This week, Improv Everywhere—the “New York City-based prank collective that causes scenes of chaos and joy in public places”—released a video of their agents recreating the famous fake-orgasm scene from When Harry Met Sally at Katz’s Deli. Only instead of just one woman simulating carnal pleasure, crowds of women did, to the disbelief of bystanders.
The video feels very uncomfortable and very long—much like the scene in the movie. Although it’s become the most recognizable moment from Nora Ephron’s 1989 classic (so much so that Katz’s Deli has a permanent sign hanging above the table where it was filmed), it’s a jarring scene in the context of the film. Sally, up to this point in the movie, has been demure and reserved—recall that in the opening scene, she blushes and hesitates when Harry asks her whom she’s had great sex with. Now, all of a sudden, she’s making a spectacle of herself in front of a bunch of strangers. The orgasm scene is a compelling gag, but it doesn’t seem to jibe with the rest of what we know about Sally.
A new anthology of works by Nora Ephron hints at why that’s the case. The Most of Nora Ephron contains both the screenplay for When Harry Met Sally and an afterword Ephron wrote in February 1990. The afterword begins, “This screenplay has my name on it, but it was very much a collaboration,” and she goes on to credit her colleagues—especially director Rob Reiner and his producing partner, Andrew Scheinman—for many of the best moments of the film. (Ephron, like many women, may have had a touch of impostor syndrome.) She explains that, for the most part, Sally is based on her, while Harry is based on Reiner: “Rob and I each had a character we owned.”

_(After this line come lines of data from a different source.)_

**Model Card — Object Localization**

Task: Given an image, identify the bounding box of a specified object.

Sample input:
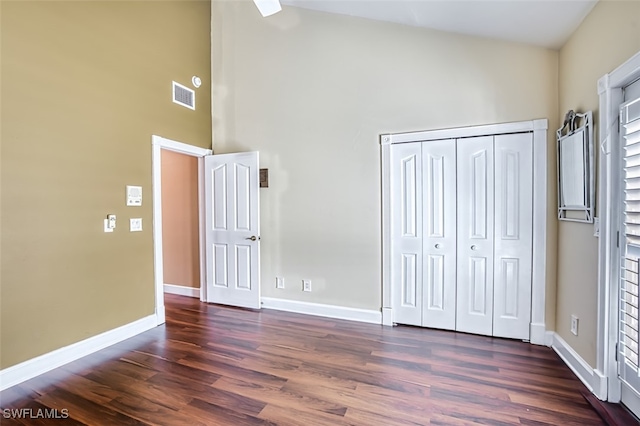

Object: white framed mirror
[556,110,595,223]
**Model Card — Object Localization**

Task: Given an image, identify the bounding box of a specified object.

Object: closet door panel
[493,133,533,339]
[422,139,456,330]
[391,142,424,325]
[456,136,494,335]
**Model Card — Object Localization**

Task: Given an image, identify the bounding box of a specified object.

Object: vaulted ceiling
[281,0,597,49]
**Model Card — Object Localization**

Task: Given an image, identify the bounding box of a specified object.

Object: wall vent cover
[172,81,196,110]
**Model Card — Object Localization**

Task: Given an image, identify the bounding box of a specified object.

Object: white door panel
[493,133,533,339]
[391,143,423,325]
[422,139,456,330]
[204,152,260,309]
[456,136,494,335]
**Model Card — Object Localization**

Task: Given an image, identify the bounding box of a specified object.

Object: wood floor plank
[0,295,605,426]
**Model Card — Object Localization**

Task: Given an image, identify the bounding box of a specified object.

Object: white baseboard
[164,284,200,299]
[0,315,158,391]
[382,308,393,327]
[551,333,607,400]
[529,323,551,346]
[262,297,382,324]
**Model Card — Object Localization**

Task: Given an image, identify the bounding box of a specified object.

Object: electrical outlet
[571,315,578,336]
[129,217,142,232]
[302,280,311,291]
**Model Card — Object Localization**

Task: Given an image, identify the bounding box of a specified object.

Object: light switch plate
[129,217,142,232]
[127,185,142,207]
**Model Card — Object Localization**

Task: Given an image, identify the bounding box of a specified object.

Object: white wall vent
[172,81,196,110]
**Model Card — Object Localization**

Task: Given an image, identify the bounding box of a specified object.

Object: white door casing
[422,139,456,330]
[391,143,423,325]
[596,52,640,402]
[493,133,533,339]
[456,136,494,335]
[204,152,260,309]
[618,94,640,414]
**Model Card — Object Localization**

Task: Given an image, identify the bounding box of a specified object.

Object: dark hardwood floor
[0,295,605,426]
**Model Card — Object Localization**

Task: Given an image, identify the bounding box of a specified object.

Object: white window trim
[593,52,640,402]
[380,119,550,346]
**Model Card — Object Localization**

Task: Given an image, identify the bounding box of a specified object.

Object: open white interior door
[204,152,260,309]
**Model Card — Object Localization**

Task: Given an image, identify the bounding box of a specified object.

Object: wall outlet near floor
[302,280,311,291]
[129,217,142,232]
[571,315,578,336]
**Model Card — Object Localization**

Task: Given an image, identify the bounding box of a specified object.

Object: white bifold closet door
[391,133,533,339]
[456,133,533,339]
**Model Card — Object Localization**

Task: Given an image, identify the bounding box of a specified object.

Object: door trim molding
[151,135,213,324]
[380,119,548,345]
[595,52,640,402]
[551,332,607,395]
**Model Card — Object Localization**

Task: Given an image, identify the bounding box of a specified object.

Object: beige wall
[556,0,640,366]
[0,1,211,368]
[162,149,200,288]
[211,2,560,320]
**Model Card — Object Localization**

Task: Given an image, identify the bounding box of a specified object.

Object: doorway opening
[151,135,212,324]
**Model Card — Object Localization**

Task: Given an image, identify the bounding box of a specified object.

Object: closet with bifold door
[389,132,534,340]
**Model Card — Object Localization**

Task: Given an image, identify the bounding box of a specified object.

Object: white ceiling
[281,0,597,49]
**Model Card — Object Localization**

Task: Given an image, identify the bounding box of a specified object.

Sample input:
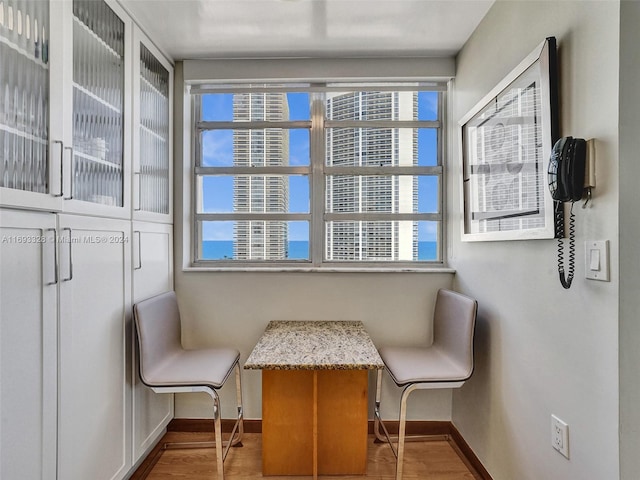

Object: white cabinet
[132,29,173,223]
[0,211,58,480]
[0,0,64,211]
[132,222,173,463]
[58,215,132,480]
[0,0,132,218]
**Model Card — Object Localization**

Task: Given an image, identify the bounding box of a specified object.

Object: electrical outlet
[551,415,569,458]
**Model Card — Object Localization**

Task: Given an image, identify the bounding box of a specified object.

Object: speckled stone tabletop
[244,320,384,370]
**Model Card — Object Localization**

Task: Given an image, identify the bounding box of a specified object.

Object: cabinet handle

As for that Katz’s Deli scene, she explains that after Reiner and Scheinman spilled some “appalling” secrets about how they approached sex and dating, she offered them a few secrets as well. Like, for instance, the fact that women sometimes fake orgasms. Ephron continues,
A few days later, Rob called. He and Andy had written a sequence about faking orgasms and they wanted to insert it at the end of the scene that was known (up to that time) as the andirons scene. He read it over the phone. I loved it. It went into the script. A few weeks later, we had our first actors' reading, and Meg Ryan, who by then was our Sally, suggested that Sally actually fake an orgasm in the delicatessen at the end of the scene. We loved it. It went into the script. And then Billy Crystal, our Harry, provided the funniest of the dozens of funny lines he brought with him to the movie; he suggested that a woman customer turn to a waiter, when Sally's orgasm was over, and say, "I'll have what she's having." The line, by the way, was delivered in the movie by Estelle Reiner, Rob's mother. So there you have it—a perfect example of how The Process works on the occasions when it works.
If Sally was mostly Ephron’s alter ego, but the orgasm scene was Ryan’s idea, then that might account for the lack of character continuity between the orgasm scene and the rest of the movie. Of course, to the members of Improv Everywhere and other fans, that disconnect doesn’t really matter: No matter whose idea the scene was, they want what Sally’s having.